The first quarter of the year marked a volatile period for equities across the globe. As is often the case when volatility persists, investors and traders turn towards safe havens – one of which is gold. The precious metal performed outstandingly during the first quarter, and for the first time in several years, a significant level of demand for global gold ETF’s and funds was observed. While previous years saw moderate net outflows in these instruments, the first quarter of 2016 saw a 363m build in gold ETF’s and funds – the second largest level on record, and only behind that of Q1 2009, when the effects of the GFC took hold.
What is apparent this time around however, is that the US stock market is not that far off its all-time high – in fact, it’s only about 15% off, as opposed to the depths it reached during the GFC. As well as this, the World Gold Council wasted little time in analyzing the trends of bull and bear markets for gold since the 1970’s. They established that bear markets were typically hit by a 44% decline – almost exactly the same level of decline as at December 2015, before gold started its most recent recovery. Conversely, the average bull market saw a 385% increase – even the smallest bull run was a notable 27.2%.

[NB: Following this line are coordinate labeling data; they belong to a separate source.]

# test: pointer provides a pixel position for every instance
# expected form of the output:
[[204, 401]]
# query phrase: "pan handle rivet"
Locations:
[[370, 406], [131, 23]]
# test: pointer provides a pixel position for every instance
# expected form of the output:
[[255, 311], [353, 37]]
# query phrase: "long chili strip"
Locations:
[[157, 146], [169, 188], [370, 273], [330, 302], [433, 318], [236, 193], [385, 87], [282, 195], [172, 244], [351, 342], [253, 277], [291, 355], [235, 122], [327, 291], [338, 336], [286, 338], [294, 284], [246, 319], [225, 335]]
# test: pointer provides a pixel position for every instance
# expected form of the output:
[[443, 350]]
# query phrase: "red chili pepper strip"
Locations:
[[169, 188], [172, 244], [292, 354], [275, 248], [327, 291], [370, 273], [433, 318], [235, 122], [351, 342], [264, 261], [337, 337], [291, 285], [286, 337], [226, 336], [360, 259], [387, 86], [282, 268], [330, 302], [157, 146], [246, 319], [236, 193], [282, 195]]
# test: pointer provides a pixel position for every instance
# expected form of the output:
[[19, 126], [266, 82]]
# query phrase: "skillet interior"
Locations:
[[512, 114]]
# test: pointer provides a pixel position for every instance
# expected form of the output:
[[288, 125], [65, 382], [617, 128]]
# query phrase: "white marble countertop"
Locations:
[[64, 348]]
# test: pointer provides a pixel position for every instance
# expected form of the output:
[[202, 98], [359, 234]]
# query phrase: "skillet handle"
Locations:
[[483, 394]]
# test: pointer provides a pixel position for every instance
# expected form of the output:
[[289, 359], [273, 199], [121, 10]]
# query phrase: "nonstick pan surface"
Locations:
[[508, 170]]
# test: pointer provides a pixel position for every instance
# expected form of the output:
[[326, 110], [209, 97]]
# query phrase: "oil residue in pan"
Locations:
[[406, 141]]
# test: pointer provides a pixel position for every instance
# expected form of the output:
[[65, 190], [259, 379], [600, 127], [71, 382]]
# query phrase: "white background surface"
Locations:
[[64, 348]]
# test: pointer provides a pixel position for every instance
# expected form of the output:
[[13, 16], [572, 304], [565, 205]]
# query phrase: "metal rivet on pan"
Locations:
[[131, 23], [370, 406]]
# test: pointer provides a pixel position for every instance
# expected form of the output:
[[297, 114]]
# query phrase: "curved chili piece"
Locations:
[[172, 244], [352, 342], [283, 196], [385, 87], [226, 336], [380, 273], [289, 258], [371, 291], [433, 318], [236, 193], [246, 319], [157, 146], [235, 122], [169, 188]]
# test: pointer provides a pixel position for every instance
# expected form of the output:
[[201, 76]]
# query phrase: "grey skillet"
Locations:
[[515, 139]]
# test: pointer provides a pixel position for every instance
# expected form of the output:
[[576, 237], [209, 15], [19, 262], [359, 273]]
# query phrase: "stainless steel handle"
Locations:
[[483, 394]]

With the market recovering most of its losses from the beginning of the year, and gold prices having increased notably in the same period, the question remains – what will happen to gold when the market resumes a downward trajectory? All eyes will remain focused on volatility within global stock markets, the Chinese growth story, and of course, the Federal Reserve’s interest rate decisions. With each of these factors acting as a catalyst to spur further demand for gold assets and increase the precious metal’s price, it’s apparent that the gold market might be back in favor with investors.
We currently don’t hold any positions in gold, but on the basis of the above, will be looking to buy gold investments in the next few weeks.